434153 Numerical Simulation of Biomass Gasification Is a Steam-Blown Bubbling Fluidized Bed: A Validation Study

Thursday, November 12, 2015: 3:15 PM
254C (Salt Palace Convention Center)
Christos Altantzis1, Addison K. Stark2, Richard B. Bates1, Whitney S. Jablonski3, Daniel Carpenter3, Akhilesh Bakshi1, Rajesh Sridhar4, Aaron Garg5, John L. Barton5, Ran Chen5 and Ahmed F. Ghoniem1, (1)Mechanical Engineering, Massachusetts Institute of Technology, Cambridge, MA, (2)Advanced Research Projects Agency - Energy, Washington, DC, (3)National Bioenergy Center, National Renewable Energy Laboratory, Golden, CO, (4)Department of Mechanical Engineering, Massachusetts Institute of Technology, Cambridge, MA, (5)Department of Chemical Engineering, Massachusetts Institute of Technology, Cambridge, MA

Numerical simulation of biomass gasification is a steam-blown bubbling fluidized bed: A validation study

Christos Altantzis1, Addison K. Stark2, Richard B. Bates1, Whitney Jablonski3, Danny Carpenter3,

Akhilesh Bakshi1, Rajesh Sridhar1, Aaron Garg4, John L. Barton4, Ran Chen4, Ahmed F. Ghoniem1

1Department of Mechanical Engineering, Massachusetts Institute of Technology

77 Massachusetts Avenue, Cambridge, MA 02139-4307, USA

2Advanced Research Projects Agency-Energy (ARPA-E), US Department of Energy

1000 Independence Avenue, SW Washington, DC 20585

3National Bioenergy Center, National Renewable Energy Laboratory

Golden, Colorado 80401

4Department of Chemical Engineering, Massachusetts Institute of Technology

77 Massachusetts Avenue, Cambridge, MA 02139-4307, USA

Biomass is a renewable energy resource with increasing potential because it is abundant and widely distributed. Energy crops, agricultural byproducts or forest residues can be utilized in gasification processes to produce syngas, which can be further processed to liquid fuels. Owing to the favorable heat and mass transfer rates obtained in fluidized bed reactors, they are the most widely used type of gasifier for biomass feedstocks. On the other hand, the differences in size and density of biomass and inert particles can lead to a non-uniform distribution across the bed under certain conditions, resulting in a segregated solids mixture with unfavorable temperature distribution and deteriorating reactivity causing lower product yields and increased tar production, thus reducing gasification efficiency. The investigation of the reacting hydrodynamics of the multiphase flow system via numerical modeling complements the knowledge acquired by experimental measurements overcoming their limitations and contributes to the optimization of the reactor operation.

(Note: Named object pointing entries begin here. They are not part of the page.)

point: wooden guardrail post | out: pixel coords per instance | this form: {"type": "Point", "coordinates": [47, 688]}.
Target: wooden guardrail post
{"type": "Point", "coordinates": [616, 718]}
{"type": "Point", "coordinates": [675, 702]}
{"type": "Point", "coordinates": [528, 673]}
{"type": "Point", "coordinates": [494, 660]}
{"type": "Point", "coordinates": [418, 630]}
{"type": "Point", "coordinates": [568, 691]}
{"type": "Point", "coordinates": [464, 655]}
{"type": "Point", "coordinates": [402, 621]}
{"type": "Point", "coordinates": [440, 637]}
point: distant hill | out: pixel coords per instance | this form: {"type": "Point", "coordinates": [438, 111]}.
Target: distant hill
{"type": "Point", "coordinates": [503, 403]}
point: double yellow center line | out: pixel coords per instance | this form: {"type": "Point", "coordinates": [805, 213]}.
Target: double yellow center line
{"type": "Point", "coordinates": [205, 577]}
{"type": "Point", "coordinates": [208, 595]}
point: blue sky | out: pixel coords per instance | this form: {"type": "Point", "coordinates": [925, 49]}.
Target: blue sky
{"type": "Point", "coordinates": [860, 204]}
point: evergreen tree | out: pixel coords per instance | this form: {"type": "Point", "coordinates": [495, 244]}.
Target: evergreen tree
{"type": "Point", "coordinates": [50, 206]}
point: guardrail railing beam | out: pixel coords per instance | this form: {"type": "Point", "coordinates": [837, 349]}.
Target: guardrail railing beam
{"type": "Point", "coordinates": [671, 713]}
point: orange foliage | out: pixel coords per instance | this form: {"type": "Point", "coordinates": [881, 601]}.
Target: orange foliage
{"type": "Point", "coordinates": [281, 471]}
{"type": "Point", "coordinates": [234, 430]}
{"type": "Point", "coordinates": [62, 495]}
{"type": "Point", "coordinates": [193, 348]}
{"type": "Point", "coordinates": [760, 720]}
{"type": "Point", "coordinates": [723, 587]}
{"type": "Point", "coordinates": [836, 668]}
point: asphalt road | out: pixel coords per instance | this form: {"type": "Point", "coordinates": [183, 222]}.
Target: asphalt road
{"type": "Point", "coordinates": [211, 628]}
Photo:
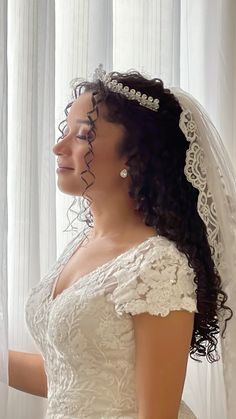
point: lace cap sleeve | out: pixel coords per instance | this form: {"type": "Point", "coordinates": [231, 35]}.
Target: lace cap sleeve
{"type": "Point", "coordinates": [163, 281]}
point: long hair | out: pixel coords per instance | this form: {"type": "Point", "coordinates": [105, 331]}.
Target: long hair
{"type": "Point", "coordinates": [155, 148]}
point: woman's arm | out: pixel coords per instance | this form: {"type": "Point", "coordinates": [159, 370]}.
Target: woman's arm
{"type": "Point", "coordinates": [27, 373]}
{"type": "Point", "coordinates": [162, 346]}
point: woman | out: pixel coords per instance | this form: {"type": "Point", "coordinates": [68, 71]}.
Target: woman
{"type": "Point", "coordinates": [120, 311]}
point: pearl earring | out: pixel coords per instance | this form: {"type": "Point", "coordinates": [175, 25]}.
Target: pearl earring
{"type": "Point", "coordinates": [124, 173]}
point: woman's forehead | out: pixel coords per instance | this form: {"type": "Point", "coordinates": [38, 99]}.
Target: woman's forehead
{"type": "Point", "coordinates": [78, 113]}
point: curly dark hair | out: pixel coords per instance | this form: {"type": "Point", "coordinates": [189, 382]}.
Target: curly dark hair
{"type": "Point", "coordinates": [156, 149]}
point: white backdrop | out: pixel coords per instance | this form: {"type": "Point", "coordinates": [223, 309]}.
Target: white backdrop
{"type": "Point", "coordinates": [45, 44]}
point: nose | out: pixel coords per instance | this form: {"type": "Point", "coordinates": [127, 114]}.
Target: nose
{"type": "Point", "coordinates": [63, 146]}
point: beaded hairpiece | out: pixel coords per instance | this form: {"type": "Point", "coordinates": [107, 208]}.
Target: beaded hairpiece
{"type": "Point", "coordinates": [131, 94]}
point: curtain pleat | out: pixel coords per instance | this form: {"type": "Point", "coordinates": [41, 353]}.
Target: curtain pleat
{"type": "Point", "coordinates": [44, 46]}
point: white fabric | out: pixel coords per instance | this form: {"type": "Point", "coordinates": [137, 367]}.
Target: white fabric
{"type": "Point", "coordinates": [186, 43]}
{"type": "Point", "coordinates": [86, 333]}
{"type": "Point", "coordinates": [209, 169]}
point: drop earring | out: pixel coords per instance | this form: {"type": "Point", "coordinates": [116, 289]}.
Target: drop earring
{"type": "Point", "coordinates": [124, 173]}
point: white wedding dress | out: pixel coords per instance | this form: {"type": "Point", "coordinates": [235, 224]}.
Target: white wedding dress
{"type": "Point", "coordinates": [86, 335]}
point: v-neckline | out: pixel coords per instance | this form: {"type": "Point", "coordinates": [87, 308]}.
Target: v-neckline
{"type": "Point", "coordinates": [74, 249]}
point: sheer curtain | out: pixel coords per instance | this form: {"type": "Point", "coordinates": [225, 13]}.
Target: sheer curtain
{"type": "Point", "coordinates": [46, 44]}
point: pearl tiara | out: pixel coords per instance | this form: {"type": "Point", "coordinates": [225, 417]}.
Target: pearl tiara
{"type": "Point", "coordinates": [131, 94]}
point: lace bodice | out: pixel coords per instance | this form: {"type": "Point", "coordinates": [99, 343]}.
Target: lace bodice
{"type": "Point", "coordinates": [85, 334]}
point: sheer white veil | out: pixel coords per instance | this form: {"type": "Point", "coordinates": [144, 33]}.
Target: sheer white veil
{"type": "Point", "coordinates": [210, 169]}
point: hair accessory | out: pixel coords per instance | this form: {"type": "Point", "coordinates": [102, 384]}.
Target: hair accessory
{"type": "Point", "coordinates": [131, 94]}
{"type": "Point", "coordinates": [209, 169]}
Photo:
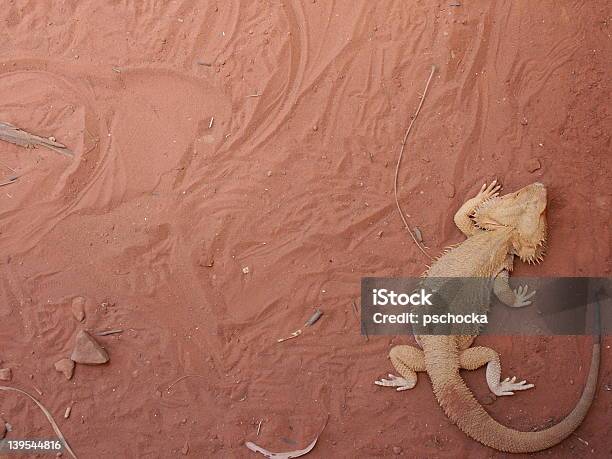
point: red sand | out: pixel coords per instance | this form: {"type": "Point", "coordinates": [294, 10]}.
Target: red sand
{"type": "Point", "coordinates": [296, 185]}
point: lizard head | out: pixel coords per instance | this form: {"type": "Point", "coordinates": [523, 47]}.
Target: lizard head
{"type": "Point", "coordinates": [523, 212]}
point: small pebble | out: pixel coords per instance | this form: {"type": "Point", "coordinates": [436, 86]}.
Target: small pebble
{"type": "Point", "coordinates": [533, 165]}
{"type": "Point", "coordinates": [5, 374]}
{"type": "Point", "coordinates": [78, 308]}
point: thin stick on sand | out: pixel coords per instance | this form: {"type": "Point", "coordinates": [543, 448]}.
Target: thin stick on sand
{"type": "Point", "coordinates": [399, 160]}
{"type": "Point", "coordinates": [47, 415]}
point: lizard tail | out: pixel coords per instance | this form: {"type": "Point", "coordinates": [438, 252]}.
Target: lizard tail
{"type": "Point", "coordinates": [464, 410]}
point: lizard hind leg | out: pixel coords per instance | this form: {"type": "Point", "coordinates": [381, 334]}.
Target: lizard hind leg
{"type": "Point", "coordinates": [475, 357]}
{"type": "Point", "coordinates": [407, 360]}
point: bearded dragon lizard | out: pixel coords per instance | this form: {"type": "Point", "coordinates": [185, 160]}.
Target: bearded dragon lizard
{"type": "Point", "coordinates": [498, 229]}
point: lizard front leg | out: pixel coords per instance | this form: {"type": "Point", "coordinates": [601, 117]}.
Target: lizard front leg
{"type": "Point", "coordinates": [513, 298]}
{"type": "Point", "coordinates": [462, 217]}
{"type": "Point", "coordinates": [407, 360]}
{"type": "Point", "coordinates": [475, 357]}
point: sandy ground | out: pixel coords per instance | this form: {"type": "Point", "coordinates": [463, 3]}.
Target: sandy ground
{"type": "Point", "coordinates": [294, 181]}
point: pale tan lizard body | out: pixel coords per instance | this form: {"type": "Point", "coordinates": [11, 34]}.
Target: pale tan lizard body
{"type": "Point", "coordinates": [497, 230]}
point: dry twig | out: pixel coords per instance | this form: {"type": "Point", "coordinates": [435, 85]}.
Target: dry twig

In the current work, an Eulerian multiphase approach, where both the gas and the solid phases are described as interpenetrating continua, is employed for modeling the gasification of biomass in a lab-scale reactor. The kinetic theory of granular flows is used for the evaluation of the solid phase properties of the ternary mixture consisting of biomass particles, char and sand. The bed is fluidized with steam at different temperatures and it is externally heated. The hydrodynamic model is coupled with a chemical mechanism for the description of the gasification process consisting of heterogeneous biomass devolatilization and char gasification reactions and homogeneous gas-phase reactions (tar cracking and water-gas shift reactions).  The computational results are validated against experimental measurements conducted in a steam-blown bubbling fluidized bed at the National Renewable Energy Laboratory (NREL). The influence of the operating temperature is investigated together with the effect of the thermal boundary condition.

The numerical tool used to solve the governing equations is the Multiphase Flow with Interphase eXchanges (MFIX) code developed by the U.S. Department of Energy (DOE) National Energy Technology Laboratory (NETL).